Fractures had been reported as the most common complication in former study [4], while there were also some studies reported no fractures which didnot describe the resection extent of the cortical bone [37]. Better fit of the allografts and host bones had been reported to reduce the incidence rate of fractures [38], the current study improved the max gap error to get better match between the allograft and host bone which may be the possible factor of the relatively low incidence rates of fractures (4%) in this study.
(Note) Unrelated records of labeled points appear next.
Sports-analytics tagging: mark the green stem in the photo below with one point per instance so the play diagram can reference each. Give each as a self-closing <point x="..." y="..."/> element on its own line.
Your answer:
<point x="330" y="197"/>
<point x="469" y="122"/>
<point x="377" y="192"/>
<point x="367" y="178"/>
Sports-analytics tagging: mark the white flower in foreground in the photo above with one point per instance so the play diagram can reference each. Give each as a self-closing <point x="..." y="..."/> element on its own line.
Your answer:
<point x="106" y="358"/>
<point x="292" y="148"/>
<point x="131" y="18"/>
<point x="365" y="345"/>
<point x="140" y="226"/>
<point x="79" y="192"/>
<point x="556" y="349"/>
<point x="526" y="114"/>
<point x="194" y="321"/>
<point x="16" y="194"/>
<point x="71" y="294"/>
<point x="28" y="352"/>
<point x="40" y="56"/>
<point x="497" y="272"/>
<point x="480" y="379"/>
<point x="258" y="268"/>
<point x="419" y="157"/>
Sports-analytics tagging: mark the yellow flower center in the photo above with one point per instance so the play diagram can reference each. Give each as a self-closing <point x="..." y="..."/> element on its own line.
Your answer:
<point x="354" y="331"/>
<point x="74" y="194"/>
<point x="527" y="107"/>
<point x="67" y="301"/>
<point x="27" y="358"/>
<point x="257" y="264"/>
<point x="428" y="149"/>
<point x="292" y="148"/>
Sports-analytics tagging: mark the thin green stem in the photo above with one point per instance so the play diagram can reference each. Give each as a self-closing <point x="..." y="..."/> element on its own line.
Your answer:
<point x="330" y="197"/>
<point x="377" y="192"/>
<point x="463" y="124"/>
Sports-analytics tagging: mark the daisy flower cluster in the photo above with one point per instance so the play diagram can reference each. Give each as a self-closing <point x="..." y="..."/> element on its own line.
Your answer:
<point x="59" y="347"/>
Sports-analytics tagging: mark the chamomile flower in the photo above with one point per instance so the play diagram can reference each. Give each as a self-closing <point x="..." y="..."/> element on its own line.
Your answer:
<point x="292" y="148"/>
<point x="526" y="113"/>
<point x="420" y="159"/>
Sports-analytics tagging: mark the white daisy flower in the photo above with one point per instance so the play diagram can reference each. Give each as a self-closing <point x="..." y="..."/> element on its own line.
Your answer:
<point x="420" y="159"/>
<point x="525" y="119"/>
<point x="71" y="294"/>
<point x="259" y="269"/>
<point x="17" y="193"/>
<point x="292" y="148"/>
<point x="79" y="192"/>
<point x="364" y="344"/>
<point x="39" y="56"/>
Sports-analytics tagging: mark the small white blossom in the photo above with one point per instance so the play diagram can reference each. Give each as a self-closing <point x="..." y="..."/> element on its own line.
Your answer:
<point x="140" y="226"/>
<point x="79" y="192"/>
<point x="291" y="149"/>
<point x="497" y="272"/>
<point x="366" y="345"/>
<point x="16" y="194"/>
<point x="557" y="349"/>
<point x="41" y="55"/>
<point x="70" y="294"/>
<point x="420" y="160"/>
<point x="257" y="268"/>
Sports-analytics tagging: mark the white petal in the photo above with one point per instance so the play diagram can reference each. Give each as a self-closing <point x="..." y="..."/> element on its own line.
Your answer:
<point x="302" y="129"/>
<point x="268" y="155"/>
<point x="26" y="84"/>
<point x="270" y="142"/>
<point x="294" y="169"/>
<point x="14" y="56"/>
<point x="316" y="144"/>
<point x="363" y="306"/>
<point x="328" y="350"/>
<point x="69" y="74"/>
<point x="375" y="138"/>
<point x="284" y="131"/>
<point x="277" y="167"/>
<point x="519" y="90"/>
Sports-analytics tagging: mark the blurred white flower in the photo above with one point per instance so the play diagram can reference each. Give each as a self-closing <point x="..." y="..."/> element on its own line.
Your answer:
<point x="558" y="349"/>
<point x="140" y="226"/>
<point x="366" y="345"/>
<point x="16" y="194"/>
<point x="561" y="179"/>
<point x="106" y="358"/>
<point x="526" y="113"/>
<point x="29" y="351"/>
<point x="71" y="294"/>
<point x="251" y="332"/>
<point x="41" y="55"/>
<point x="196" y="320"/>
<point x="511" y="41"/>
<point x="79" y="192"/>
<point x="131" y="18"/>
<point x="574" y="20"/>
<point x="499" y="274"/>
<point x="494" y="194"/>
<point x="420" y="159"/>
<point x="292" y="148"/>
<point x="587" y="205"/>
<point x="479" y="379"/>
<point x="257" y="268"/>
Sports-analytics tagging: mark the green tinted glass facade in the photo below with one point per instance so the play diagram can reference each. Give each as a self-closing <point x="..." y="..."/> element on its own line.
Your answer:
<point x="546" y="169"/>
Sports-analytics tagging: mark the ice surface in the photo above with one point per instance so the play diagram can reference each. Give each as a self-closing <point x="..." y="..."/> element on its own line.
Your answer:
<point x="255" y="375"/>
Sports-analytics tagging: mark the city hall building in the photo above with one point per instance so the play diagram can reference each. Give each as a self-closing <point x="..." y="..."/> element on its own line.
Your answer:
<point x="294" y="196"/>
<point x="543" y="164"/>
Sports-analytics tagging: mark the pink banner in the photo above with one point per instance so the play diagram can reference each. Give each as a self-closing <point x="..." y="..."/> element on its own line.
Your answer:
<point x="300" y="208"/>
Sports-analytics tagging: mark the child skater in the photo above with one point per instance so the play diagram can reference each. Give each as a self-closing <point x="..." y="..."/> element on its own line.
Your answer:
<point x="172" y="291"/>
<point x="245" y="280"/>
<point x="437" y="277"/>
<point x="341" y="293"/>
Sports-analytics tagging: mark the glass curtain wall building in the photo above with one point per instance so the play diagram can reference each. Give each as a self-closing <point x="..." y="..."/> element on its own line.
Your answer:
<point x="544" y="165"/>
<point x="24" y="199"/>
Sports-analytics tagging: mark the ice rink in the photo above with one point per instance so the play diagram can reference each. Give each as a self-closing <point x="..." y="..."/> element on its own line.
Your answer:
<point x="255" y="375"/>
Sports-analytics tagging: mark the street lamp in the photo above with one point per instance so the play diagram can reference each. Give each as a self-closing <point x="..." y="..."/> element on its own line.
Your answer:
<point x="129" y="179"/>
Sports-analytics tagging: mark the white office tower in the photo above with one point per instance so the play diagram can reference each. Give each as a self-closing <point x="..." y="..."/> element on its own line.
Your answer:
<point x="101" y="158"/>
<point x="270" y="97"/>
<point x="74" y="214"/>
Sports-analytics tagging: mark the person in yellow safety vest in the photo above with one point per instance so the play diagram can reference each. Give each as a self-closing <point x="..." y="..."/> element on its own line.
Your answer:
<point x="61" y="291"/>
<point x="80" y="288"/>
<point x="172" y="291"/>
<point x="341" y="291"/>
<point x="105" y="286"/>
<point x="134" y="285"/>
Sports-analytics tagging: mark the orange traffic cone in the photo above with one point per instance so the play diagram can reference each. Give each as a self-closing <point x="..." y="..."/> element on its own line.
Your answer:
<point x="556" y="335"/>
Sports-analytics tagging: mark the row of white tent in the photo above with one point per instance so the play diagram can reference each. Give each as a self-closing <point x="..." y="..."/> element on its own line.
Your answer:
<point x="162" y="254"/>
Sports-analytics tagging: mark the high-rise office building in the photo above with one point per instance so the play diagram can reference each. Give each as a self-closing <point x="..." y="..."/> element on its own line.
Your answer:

Infection rate was 4% in this study, which had no difference between the groups. One patient accepted the endoprosthetic removeal and biological reconstruction as a treatment. The former studies reported infection rates ranging from 0–10% [4, 39], tibial diaphysis had a higher risk of infection, while the lack of soft tissue coverage may be a possible reason. In current study, we did not use the muscle flap transfer techniques to cover the allograft and endoprosthesis, because the limited dissection of geographic resections helped to preserve the soft tissue around the reconstruction locations.
Study limitations
There are also some limitations that should be adressed in this study. Firstly, the retrospective, non-randomized nature of this study inevitably brought seletive and memorial bias. What’s more, the limited sample size also restricted the statistical analysis stability in current study. Secondly, more precise resection error evaluation methods should be used to acurrately analyze the difference between the computer-navigation assisted group and free-hand group. The computer assisted analysis methods may be a considerable choice for the resection error evaluation [26, 40]. Thirdly, Further follow-up is necessary for detecting possible complications of the allografts reconstruction which include allograft fracture, host bone fracture and bone absorption.